Iraq’s talented special effects artist attracts followers on social media

Sally al-Bayati is a successful law student living in the northern city of Kirkuk, Iraq. She took an interest in Special Effects (SFX) makeup last year and had since begun creating theatrical prosthetics. One would not expect scenes showing bloody eyes and oozing open wounds to go viral, but these images have attracted many followers to Bayati’s work.


When she started doing SFX a year ago she did not receive any support or encouragement, and her family was not intrigued by the idea either as they did not like the sight of blood. It is an art which the people in Iraq find strangely unfamiliar.

Bayati decided that she needed some feedback on her work and began to post her SFX works on her social media page. To her delight, she now has a large following who admire and are interested in her work. Her page shows her works which are so realistic they seem almost eerie at the same time. They include hands with fingers which have been ripped off as well as deep cuts and brains hanging out of skulls.

Bayati said that life more many Iraqis is much like a horror film. They experience bombings daily which make gory images on the news a daily occurrence.

Fake blood is one of the most important elements in her creations. She makes it by mixing white honey, red dye, and cocoa powder together. It hasn’t always that simple for her to source her materials and she does all her work from home. She says that the materials she uses are rather simple compared to others which are available abroad. Nevertheless, she has done a great job of finding the equivalents in Iraq to suit her work. SFX make-up is still relatively new to Iraq and Bayati hopes her work will draw attention to the art form attracting the attention of filmmakers.

Following the U.S. – led invasion that overthrew Saddam Hussein in 2003, Iraq’s movie archives and equipment were looted. Sectarian violence in the country drained Iraq of its artistic talents. Furthermore, film productions in Iraq slowed down drastically, causing the film industry as whole to deteriorate to the point where laboratories and cameras fell into disrepair and cinemas were shut down.

She says that she dreams of being part of the SFX team in an Iraqi thriller, one which could represent Iraq at international film festivals and in Hollywood.

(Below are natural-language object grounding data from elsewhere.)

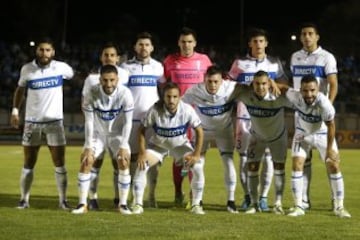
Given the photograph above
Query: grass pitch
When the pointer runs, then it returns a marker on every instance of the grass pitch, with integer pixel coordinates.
(45, 221)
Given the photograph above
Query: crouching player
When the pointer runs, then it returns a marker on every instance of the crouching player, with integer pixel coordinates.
(315, 128)
(108, 112)
(170, 118)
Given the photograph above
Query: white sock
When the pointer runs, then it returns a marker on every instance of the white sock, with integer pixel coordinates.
(139, 184)
(61, 182)
(83, 187)
(337, 186)
(243, 172)
(253, 183)
(124, 185)
(307, 179)
(94, 182)
(267, 172)
(198, 181)
(279, 180)
(26, 179)
(229, 175)
(297, 187)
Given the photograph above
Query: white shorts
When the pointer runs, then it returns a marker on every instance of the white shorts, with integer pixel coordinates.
(224, 139)
(54, 133)
(243, 125)
(103, 143)
(134, 136)
(177, 153)
(302, 144)
(277, 147)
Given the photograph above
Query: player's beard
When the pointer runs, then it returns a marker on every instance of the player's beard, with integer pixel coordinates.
(43, 61)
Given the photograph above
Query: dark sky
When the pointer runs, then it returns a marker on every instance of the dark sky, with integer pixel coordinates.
(218, 23)
(215, 23)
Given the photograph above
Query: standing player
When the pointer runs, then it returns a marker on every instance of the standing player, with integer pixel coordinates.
(108, 119)
(43, 80)
(315, 128)
(145, 74)
(267, 130)
(312, 59)
(185, 68)
(211, 102)
(109, 54)
(242, 71)
(170, 118)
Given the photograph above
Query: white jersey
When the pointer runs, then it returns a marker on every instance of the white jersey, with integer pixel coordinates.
(244, 69)
(267, 115)
(109, 115)
(214, 110)
(311, 117)
(143, 82)
(94, 78)
(44, 90)
(319, 63)
(170, 130)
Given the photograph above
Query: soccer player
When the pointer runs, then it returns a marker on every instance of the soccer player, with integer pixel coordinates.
(313, 59)
(109, 54)
(170, 118)
(145, 75)
(108, 109)
(211, 102)
(186, 68)
(267, 130)
(315, 128)
(42, 78)
(242, 71)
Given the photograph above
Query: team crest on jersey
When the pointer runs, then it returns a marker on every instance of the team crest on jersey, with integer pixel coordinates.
(108, 115)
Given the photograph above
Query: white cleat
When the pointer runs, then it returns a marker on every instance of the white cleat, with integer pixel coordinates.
(197, 209)
(252, 209)
(80, 209)
(278, 210)
(123, 209)
(296, 212)
(342, 213)
(231, 207)
(137, 209)
(22, 204)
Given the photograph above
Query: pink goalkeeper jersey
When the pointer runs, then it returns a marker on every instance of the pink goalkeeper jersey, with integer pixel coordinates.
(186, 71)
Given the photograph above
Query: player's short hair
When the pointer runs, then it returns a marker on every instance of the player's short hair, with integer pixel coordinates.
(256, 32)
(214, 69)
(309, 25)
(108, 68)
(308, 78)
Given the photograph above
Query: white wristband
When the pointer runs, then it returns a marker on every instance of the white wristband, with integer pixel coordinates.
(15, 111)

“My ambition is to work in a horror movie that can make its way to Hollywood, an Iraqi film that can go to Hollywood, “says Bayati. She wants to help create a movie that can attract enough support and attention from people who can provide the finances for the materials needed to make an outstanding production for Iraq.

Iraqis have capabilities and talents, but not always the resources they need to compete with the international movie industry or take part in many international festivals as other countries do.

Independent film production companies in Iraq have still done some admirable work. For instance, Son of Babylon was a privately funded war film which won numerous international awards and was selected to be Iraq’s official entry into the 2011 Academy Awards.